Professor Patrick Bouic, from the Department of Immunology at the University of Stellenbosch, points out that 70 percent of the body’s immune system dwells in the digestive tract. So, it’s essential to maintain a healthy digestive system. He encourages daily supplementation of probiotics. Kaye agrees. “I think that probiotics are one of our greatest weapons in promoting good flora in the gut, thereby supporting the immune system. However, it’s worth spending money on a good one that is right for your child, as some probiotics are pointless.”

Damage control

The good news is that it is possible to alleviate allergies or effectively manage them.

It’s in the genes

Some of us are born with a predisposition to allergies, called atopy. This is often because our parents have allergies, but not necessarily the same allergic conditions. A parent with a nut allergy may have a child who has eczema or is asthmatic. Celia Fleming and her husband have allergies, as do their children Daniel, eight, and Jonathan, six. “They both suffer from allergic rhinitis. Daniel has had asthma and mild eczema,” says Celia. “We live near an oil refinery, so I’m sure that airborne pollutants aggravate our allergic conditions.” Celia swears by homeopathic products, but also uses steroid nasal sprays when things get really bad. “We try to keep dust to a minimum. Having wooden floors throughout the house helps. They are easy to sweep and wipe clean,” she adds.
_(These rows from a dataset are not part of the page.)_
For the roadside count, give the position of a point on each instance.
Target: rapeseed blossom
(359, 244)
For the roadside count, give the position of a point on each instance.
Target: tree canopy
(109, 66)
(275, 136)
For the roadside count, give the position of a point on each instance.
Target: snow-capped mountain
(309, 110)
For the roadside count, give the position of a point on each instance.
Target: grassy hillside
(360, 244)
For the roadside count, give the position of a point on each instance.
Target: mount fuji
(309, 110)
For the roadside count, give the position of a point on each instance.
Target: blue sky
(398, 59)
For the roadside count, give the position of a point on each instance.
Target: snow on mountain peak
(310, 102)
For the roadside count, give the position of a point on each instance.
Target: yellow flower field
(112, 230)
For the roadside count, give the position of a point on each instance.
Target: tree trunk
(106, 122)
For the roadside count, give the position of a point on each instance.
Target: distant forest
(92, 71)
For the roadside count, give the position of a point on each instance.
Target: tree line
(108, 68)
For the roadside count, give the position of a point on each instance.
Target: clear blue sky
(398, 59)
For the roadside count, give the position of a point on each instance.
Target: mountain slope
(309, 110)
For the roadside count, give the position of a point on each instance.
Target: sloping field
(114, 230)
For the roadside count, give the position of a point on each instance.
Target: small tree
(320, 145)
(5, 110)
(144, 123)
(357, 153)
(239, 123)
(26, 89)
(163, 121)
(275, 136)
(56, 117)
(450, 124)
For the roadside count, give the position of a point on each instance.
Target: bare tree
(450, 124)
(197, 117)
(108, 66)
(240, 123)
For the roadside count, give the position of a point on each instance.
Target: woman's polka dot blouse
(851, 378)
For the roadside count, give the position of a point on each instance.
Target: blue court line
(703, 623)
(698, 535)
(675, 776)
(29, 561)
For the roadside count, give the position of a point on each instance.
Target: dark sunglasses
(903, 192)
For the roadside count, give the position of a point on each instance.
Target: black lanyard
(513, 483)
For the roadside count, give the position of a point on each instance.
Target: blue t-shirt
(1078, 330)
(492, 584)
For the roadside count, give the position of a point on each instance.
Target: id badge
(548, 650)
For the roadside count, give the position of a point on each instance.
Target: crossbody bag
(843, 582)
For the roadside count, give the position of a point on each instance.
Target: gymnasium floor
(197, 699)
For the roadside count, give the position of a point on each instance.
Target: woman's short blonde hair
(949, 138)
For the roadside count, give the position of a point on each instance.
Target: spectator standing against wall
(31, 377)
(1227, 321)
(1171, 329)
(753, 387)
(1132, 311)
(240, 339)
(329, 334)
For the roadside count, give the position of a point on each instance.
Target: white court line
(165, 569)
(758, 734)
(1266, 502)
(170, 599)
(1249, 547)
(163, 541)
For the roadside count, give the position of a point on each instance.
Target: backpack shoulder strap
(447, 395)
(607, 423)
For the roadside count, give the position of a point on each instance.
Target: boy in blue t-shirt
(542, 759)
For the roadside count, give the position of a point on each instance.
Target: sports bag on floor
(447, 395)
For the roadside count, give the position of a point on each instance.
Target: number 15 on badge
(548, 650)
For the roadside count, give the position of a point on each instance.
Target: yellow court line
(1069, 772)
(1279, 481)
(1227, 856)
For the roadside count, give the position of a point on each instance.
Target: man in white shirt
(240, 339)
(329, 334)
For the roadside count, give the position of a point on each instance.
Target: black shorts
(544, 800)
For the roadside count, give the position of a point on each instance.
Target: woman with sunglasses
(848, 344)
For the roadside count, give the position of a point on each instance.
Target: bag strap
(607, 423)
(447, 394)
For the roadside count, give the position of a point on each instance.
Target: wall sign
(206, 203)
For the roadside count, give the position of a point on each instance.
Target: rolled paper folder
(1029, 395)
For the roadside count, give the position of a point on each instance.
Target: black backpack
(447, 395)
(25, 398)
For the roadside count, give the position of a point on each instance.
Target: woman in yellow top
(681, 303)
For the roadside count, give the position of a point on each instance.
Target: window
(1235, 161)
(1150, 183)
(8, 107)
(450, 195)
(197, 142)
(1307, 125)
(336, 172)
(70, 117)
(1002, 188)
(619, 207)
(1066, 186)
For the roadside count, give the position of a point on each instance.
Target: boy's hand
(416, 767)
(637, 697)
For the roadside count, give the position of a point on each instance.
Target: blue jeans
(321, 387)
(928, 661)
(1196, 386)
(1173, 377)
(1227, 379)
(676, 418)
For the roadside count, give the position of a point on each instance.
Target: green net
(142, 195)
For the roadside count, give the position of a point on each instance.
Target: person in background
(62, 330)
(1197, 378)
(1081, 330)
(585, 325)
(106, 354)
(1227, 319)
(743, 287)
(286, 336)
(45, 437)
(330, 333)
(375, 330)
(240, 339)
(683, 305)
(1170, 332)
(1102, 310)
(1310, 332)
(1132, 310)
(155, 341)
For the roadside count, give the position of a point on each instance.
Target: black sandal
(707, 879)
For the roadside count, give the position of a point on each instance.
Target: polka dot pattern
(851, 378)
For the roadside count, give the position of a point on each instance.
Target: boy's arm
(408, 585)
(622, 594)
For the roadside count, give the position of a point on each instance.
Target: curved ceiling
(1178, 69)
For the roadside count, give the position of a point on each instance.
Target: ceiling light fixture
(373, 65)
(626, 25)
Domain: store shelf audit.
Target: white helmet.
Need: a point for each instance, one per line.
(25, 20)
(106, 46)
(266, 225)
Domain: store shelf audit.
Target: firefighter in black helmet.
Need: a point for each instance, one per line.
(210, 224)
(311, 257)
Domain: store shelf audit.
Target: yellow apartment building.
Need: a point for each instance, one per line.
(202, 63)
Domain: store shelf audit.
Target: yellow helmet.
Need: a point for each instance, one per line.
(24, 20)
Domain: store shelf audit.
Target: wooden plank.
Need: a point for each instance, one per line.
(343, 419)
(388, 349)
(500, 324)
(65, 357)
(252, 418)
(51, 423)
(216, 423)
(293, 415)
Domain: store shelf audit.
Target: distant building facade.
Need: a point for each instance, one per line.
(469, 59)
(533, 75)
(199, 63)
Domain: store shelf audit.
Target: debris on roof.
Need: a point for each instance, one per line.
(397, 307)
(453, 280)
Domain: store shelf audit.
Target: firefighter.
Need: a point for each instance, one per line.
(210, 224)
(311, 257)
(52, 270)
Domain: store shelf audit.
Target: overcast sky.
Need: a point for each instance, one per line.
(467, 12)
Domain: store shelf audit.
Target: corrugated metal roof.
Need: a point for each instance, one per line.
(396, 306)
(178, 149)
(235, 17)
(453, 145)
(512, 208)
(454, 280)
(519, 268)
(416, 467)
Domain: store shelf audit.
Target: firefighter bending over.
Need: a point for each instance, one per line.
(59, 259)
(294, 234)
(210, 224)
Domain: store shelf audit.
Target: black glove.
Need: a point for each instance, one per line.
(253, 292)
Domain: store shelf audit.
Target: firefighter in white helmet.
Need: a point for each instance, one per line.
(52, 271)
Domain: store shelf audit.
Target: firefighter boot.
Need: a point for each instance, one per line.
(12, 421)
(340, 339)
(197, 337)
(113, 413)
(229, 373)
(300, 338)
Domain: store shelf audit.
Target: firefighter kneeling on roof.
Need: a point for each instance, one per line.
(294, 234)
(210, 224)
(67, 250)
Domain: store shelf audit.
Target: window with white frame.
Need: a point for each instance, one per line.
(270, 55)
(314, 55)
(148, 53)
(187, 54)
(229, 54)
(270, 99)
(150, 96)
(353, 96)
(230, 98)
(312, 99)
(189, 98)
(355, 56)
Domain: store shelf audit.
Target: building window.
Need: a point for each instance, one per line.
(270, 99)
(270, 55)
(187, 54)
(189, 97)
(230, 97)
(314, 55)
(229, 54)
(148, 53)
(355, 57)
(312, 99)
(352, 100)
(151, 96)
Atopic people have higher amounts of the antibody immunoglobulin E (IgE) in their blood. As a result, when an atopic person is exposed to an allergen such as pollen or house dust mites, their hypersensitivity to the allergen sets off an immediate allergic reaction.


If you know what you’re allergic to, it can be managed by trying to avoid the allergen or being desensitised to it. A skin or blood test will determine the cause of the allergy. Immunotherapy is the process of desensitising people to the allergen causing their misery. “We find out what the person is allergic to. Then, instead of making them avoid it, we either inject the allergen into their system, or give it to them in drops under the tongue until they no longer react to it,” says Levin. “Immunotherapy can bring about a 30 to 40 per cent reduction in allergic rhinitis.

“If you’re allergic to several things, it’s more difficult to be completely desensitised. In this case, your best option is to try avoidance and use medication properly,” advises Levin. “Using medication correctly is vitally important.” He advises patients to take their nasal sprays and asthma pumps with them to a doctor’s checkup to ensure they are using them properly.